Table 5 The correlations between relative sprawl index and five Independents characteristics of informal settlements, building parcel size, per capita car owning, land price, and frequency of crimes

Consequently, the sprawl expansion in Mashhad city depends on the growth of informal settlements and increase of frequency of crimes. In addition to informal settlements and crimes, the greatest building parcel size and the lowest land price are contributed to urban sprawl in Mashhad. The low value of land price in the study area is a triggering factor on inhabitation of low-income socio-economical people through informal settlements. The seeding of informal and squatted settlements enhances the urban and sub-urban crimes. Feng et al. (2007) have pointed that the sprawled urban development in China are identified by fragmentation and irregularity of landscape, low population density and low income and consequently negative environmental impacts. Hence, the urban management in the study area should control the sprawl expansion in the crucial districts by environmental prevention of land use change and land degradation.

Conclusion

Urban sprawl refers to the dispersed and unplanned expansion of urban areas, which causes a wide range of environmental and socio-economical problems in developing countries. Gillham (2002) and Helbich and Leitner (2010) have reported that urban sprawls formed at the fringes of metropolitan areas, by spreading through commercial and industrial development with low density, and followed by large uncontrolled urban expansion with low quality of services and accessibilities. However, urban sprawl formation in developing countries may follow different growth patterns compared with other parts of the world (Alsharif and Pradhan 2014). On this basis, sprawl measurement in such countries needs to further statistical detection and quantification.

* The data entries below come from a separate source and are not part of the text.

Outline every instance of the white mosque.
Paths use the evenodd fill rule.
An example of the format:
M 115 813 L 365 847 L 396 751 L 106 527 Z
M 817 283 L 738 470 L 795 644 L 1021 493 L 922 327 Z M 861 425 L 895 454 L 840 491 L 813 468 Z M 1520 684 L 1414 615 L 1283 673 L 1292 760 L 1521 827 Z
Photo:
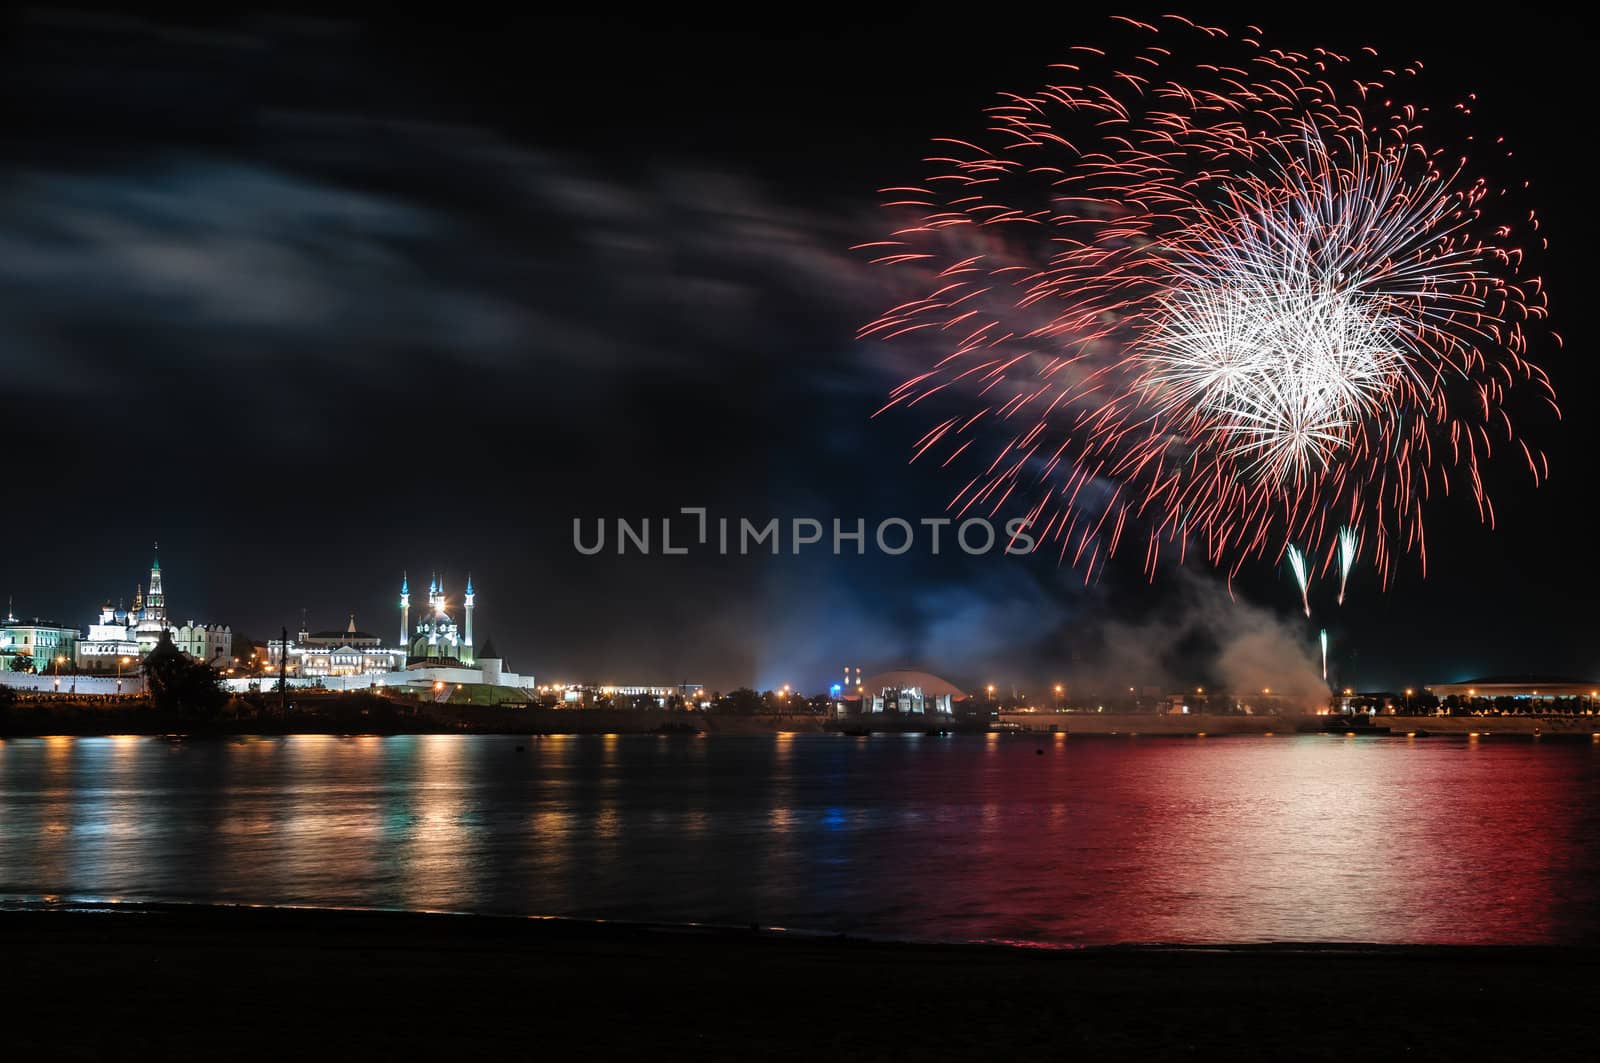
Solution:
M 472 610 L 477 602 L 472 590 L 472 573 L 467 573 L 467 593 L 461 599 L 466 626 L 463 631 L 450 615 L 450 600 L 444 591 L 444 577 L 435 572 L 428 581 L 428 611 L 417 619 L 411 631 L 411 582 L 400 576 L 400 644 L 414 661 L 459 661 L 472 664 Z
M 400 577 L 400 638 L 386 647 L 377 635 L 358 630 L 351 613 L 344 630 L 311 632 L 302 622 L 300 631 L 287 643 L 274 639 L 267 643 L 270 669 L 280 669 L 291 687 L 321 687 L 328 690 L 365 690 L 375 687 L 406 688 L 415 692 L 432 691 L 447 695 L 466 686 L 534 688 L 533 676 L 507 671 L 505 662 L 494 650 L 492 641 L 480 654 L 472 641 L 472 614 L 477 593 L 472 577 L 467 577 L 461 599 L 462 622 L 457 624 L 451 611 L 444 577 L 434 573 L 428 581 L 428 600 L 419 611 L 416 626 L 411 623 L 411 581 Z M 276 684 L 272 676 L 234 679 L 228 685 L 239 690 L 263 684 Z M 443 697 L 440 700 L 444 700 Z

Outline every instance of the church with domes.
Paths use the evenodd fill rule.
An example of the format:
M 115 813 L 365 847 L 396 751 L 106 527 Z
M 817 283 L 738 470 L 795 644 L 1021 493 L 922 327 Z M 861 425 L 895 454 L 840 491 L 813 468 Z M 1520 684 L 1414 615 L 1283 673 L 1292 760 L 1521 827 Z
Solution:
M 233 629 L 225 624 L 177 625 L 167 619 L 167 596 L 161 585 L 159 552 L 150 562 L 150 582 L 134 585 L 133 607 L 124 609 L 111 600 L 100 607 L 87 638 L 78 640 L 76 663 L 90 672 L 126 668 L 156 648 L 164 634 L 173 645 L 197 661 L 225 666 L 233 652 Z

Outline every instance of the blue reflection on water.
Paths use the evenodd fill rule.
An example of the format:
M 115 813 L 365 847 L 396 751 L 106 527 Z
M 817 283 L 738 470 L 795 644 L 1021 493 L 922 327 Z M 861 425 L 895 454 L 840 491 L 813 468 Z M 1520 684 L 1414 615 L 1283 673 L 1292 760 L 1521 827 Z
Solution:
M 10 739 L 0 895 L 1059 943 L 1596 936 L 1589 743 L 1038 749 L 1003 736 Z

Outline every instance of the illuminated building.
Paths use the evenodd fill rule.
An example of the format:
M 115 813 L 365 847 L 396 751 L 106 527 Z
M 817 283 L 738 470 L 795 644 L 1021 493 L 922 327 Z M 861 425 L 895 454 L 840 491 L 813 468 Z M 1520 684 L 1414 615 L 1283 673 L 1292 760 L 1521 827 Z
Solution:
M 231 679 L 226 685 L 238 691 L 271 689 L 282 664 L 283 677 L 291 687 L 431 693 L 440 701 L 449 700 L 453 692 L 459 692 L 466 700 L 476 697 L 481 701 L 504 699 L 508 690 L 534 690 L 533 677 L 508 671 L 492 641 L 485 642 L 482 654 L 474 649 L 476 605 L 477 593 L 468 576 L 461 601 L 462 623 L 458 625 L 451 613 L 444 579 L 435 574 L 428 583 L 427 603 L 413 628 L 411 581 L 402 574 L 398 645 L 385 646 L 381 636 L 358 630 L 354 613 L 343 631 L 312 633 L 302 623 L 300 632 L 287 646 L 282 639 L 267 643 L 266 674 Z M 476 693 L 473 688 L 478 688 Z
M 163 633 L 181 652 L 197 661 L 225 665 L 233 653 L 233 629 L 226 624 L 190 620 L 178 626 L 167 619 L 167 596 L 158 556 L 150 562 L 148 588 L 134 585 L 133 608 L 124 610 L 107 599 L 97 620 L 89 625 L 88 637 L 77 641 L 75 659 L 84 671 L 115 672 L 123 658 L 138 660 L 155 649 Z
M 383 645 L 377 635 L 356 628 L 356 614 L 350 614 L 344 630 L 311 632 L 301 624 L 298 635 L 288 645 L 289 671 L 297 676 L 379 675 L 406 666 L 406 651 Z M 267 643 L 267 664 L 276 669 L 284 655 L 282 639 Z
M 450 615 L 449 598 L 445 595 L 444 577 L 435 574 L 428 583 L 428 610 L 417 621 L 416 631 L 408 637 L 407 656 L 414 661 L 460 661 L 473 663 L 472 610 L 477 595 L 472 589 L 472 576 L 467 576 L 467 593 L 462 598 L 465 613 L 465 631 L 457 627 Z M 400 627 L 405 630 L 411 613 L 410 584 L 400 580 Z
M 137 659 L 139 644 L 133 639 L 128 611 L 108 600 L 100 607 L 98 622 L 89 625 L 89 637 L 79 646 L 78 666 L 93 669 L 103 661 L 115 662 L 123 657 Z
M 649 698 L 663 709 L 677 703 L 691 707 L 695 705 L 705 707 L 710 704 L 705 700 L 704 683 L 620 683 L 602 686 L 557 683 L 552 687 L 540 689 L 554 692 L 566 705 L 592 705 L 601 699 L 618 698 L 628 700 Z
M 928 672 L 897 670 L 858 680 L 854 691 L 841 690 L 838 712 L 902 716 L 945 714 L 966 695 L 955 684 Z
M 1540 704 L 1574 698 L 1581 700 L 1586 707 L 1592 707 L 1594 701 L 1600 698 L 1600 682 L 1570 676 L 1489 675 L 1459 683 L 1434 683 L 1423 689 L 1440 701 L 1452 697 L 1469 702 L 1493 702 L 1509 698 L 1523 704 Z
M 0 626 L 0 668 L 9 669 L 17 657 L 31 657 L 36 672 L 48 672 L 57 657 L 75 658 L 78 629 L 35 617 L 18 620 L 6 607 L 6 618 Z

In the present study, an urban sprawl model using two statistical approaches of relative Shannon’s entropy and hierarchical clustering analysis was generated for Mashhad city, northeastern Iran. Input measurements of urban sprawl modeling was estimated based on five geo-statistical variables and indices of population density index (PDI), constructional density index (CDI), residential density index (RDI), horizontal density index (HDI), and vertical density index (VDI). The result of relative entropy measurement reveals that districts 12, 8, and 7 are crucial zones of Mashhad in regard of sprawl expansion, which are located in northwestern and southeastern parts of city. Like as relative entropy result, the hierarchical clustering analysis was shown crucial districts of 7, 8, and 12 in the high sprawl cluster. Based on statistical correlations, significant direct correlations between sprawl model output and informal settlement development and frequency of crimes were detected in each district. Contrarily, the result revealed a reverse correlation between sprawl model output and land price index was explored based on each district.

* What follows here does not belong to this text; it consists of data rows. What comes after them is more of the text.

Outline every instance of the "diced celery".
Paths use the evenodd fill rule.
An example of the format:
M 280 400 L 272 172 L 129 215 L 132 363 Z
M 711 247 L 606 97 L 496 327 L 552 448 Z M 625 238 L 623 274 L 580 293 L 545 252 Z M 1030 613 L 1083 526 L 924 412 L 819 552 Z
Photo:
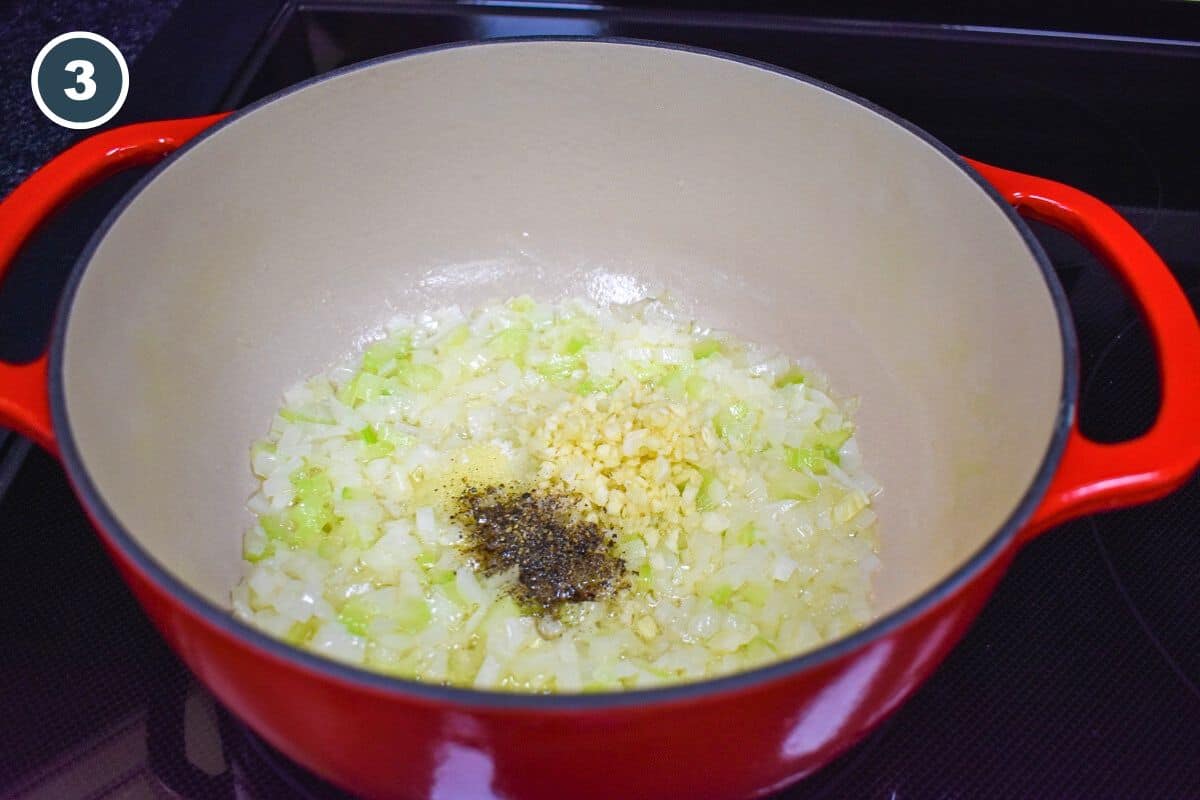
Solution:
M 714 497 L 717 479 L 709 470 L 700 470 L 700 491 L 696 493 L 696 510 L 712 511 L 720 502 Z
M 396 371 L 400 383 L 418 392 L 436 389 L 442 382 L 441 371 L 432 364 L 411 364 L 405 362 Z
M 746 656 L 751 661 L 771 661 L 779 655 L 779 649 L 769 639 L 755 636 L 745 645 Z
M 743 402 L 730 403 L 713 417 L 717 435 L 739 450 L 745 449 L 754 432 L 754 420 L 750 418 L 750 406 Z
M 359 456 L 358 460 L 364 463 L 367 461 L 374 461 L 377 458 L 384 458 L 385 456 L 391 455 L 392 451 L 395 449 L 396 445 L 392 444 L 391 442 L 376 442 L 375 444 L 368 444 L 359 451 L 361 455 Z
M 708 381 L 700 375 L 689 375 L 684 384 L 684 391 L 689 400 L 703 400 L 708 394 Z
M 375 342 L 363 352 L 362 369 L 364 372 L 378 373 L 392 359 L 403 359 L 411 352 L 412 339 L 407 334 L 393 334 Z
M 443 583 L 450 583 L 454 580 L 454 570 L 452 569 L 431 569 L 429 571 L 429 582 L 434 586 L 440 586 Z
M 290 480 L 295 497 L 284 515 L 288 533 L 283 539 L 291 547 L 305 547 L 333 523 L 333 484 L 315 467 L 301 467 Z
M 750 547 L 756 541 L 758 541 L 757 537 L 754 535 L 754 523 L 747 522 L 745 525 L 739 528 L 734 537 L 734 541 L 740 544 L 742 547 Z
M 608 394 L 615 388 L 617 388 L 617 382 L 607 378 L 603 380 L 584 378 L 575 387 L 575 392 L 586 397 L 589 394 Z
M 506 328 L 488 340 L 488 351 L 496 358 L 510 358 L 517 366 L 525 365 L 525 351 L 529 348 L 529 331 L 524 328 Z
M 364 600 L 361 596 L 355 596 L 342 605 L 342 610 L 338 612 L 338 621 L 355 636 L 366 636 L 367 626 L 377 616 L 379 609 L 374 603 Z
M 663 374 L 659 385 L 673 398 L 682 398 L 687 391 L 691 366 L 675 365 Z
M 633 374 L 639 383 L 644 383 L 648 386 L 657 386 L 663 379 L 663 376 L 667 374 L 667 368 L 662 364 L 655 364 L 650 361 L 638 361 L 633 364 Z
M 825 448 L 820 451 L 815 447 L 784 447 L 784 460 L 787 465 L 797 471 L 807 471 L 814 475 L 824 475 L 825 460 L 828 458 Z M 833 453 L 834 457 L 837 453 Z M 836 463 L 836 462 L 835 462 Z
M 770 588 L 762 583 L 746 583 L 737 590 L 738 599 L 744 600 L 755 608 L 762 608 L 766 605 L 769 596 Z
M 798 383 L 804 383 L 808 380 L 808 376 L 797 367 L 788 367 L 788 369 L 775 379 L 775 386 L 782 388 L 784 386 L 793 386 Z
M 287 525 L 275 514 L 263 514 L 258 518 L 258 524 L 262 526 L 263 533 L 267 534 L 268 539 L 286 543 L 291 537 L 291 531 L 288 530 Z
M 692 345 L 692 355 L 696 357 L 697 361 L 714 356 L 719 352 L 721 352 L 720 339 L 703 339 Z
M 308 643 L 316 634 L 317 628 L 321 627 L 321 621 L 316 617 L 309 617 L 305 622 L 293 622 L 292 627 L 288 628 L 283 638 L 289 644 L 301 645 Z
M 582 368 L 583 362 L 578 356 L 554 355 L 538 364 L 537 371 L 547 380 L 561 383 L 570 380 L 575 371 Z
M 454 330 L 446 334 L 446 338 L 442 340 L 442 344 L 447 347 L 462 347 L 471 338 L 471 329 L 466 325 L 459 325 Z
M 727 583 L 722 583 L 716 589 L 708 593 L 708 599 L 713 601 L 713 605 L 727 606 L 729 598 L 733 597 L 733 587 Z
M 279 409 L 279 416 L 283 417 L 288 422 L 312 422 L 318 425 L 333 424 L 333 420 L 331 418 L 316 414 L 312 409 L 298 411 L 292 408 L 281 408 Z
M 833 521 L 843 525 L 858 516 L 858 513 L 870 505 L 867 495 L 859 489 L 848 492 L 845 497 L 833 507 Z
M 654 567 L 650 566 L 650 562 L 647 561 L 638 567 L 637 574 L 643 583 L 649 583 L 651 578 L 654 577 Z
M 583 334 L 572 334 L 563 345 L 563 352 L 567 355 L 575 355 L 583 348 L 592 343 L 592 337 Z
M 528 314 L 530 311 L 533 311 L 536 306 L 537 303 L 534 302 L 534 299 L 527 294 L 523 294 L 520 297 L 514 297 L 512 300 L 508 301 L 508 307 L 513 311 L 516 311 L 518 314 Z
M 396 630 L 401 633 L 420 633 L 429 625 L 433 614 L 429 604 L 421 597 L 402 597 L 392 611 Z
M 392 393 L 392 384 L 372 372 L 360 372 L 337 393 L 338 400 L 356 408 Z
M 832 456 L 827 456 L 834 464 L 840 463 L 838 451 L 842 449 L 850 436 L 854 433 L 851 428 L 840 428 L 836 431 L 819 432 L 809 434 L 804 437 L 805 444 L 813 448 L 820 448 L 823 451 L 832 453 Z
M 771 500 L 812 500 L 821 491 L 817 479 L 790 469 L 774 470 L 767 475 L 767 495 Z
M 432 550 L 422 550 L 417 553 L 417 566 L 421 569 L 433 569 L 433 565 L 438 561 L 438 554 Z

Consequently, the sprawl expansion in Mashhad city depends on the growth of informal settlements and increase of crimes. The reverse relationship between sprawl index and land price index indicates that low-income people populate crucial districts especially over the scattered vacant areas. This sprawl expansion could trigger growth the informal settlements and other negative environmental impacts in the study area. The most prevalent unplanned urban growth patterns exhibits as low-density built-up dispersal generally termed as urban sprawl characterizing the negative impact on environmental and social dimensions (Poelmans and Van Rompaey 2009).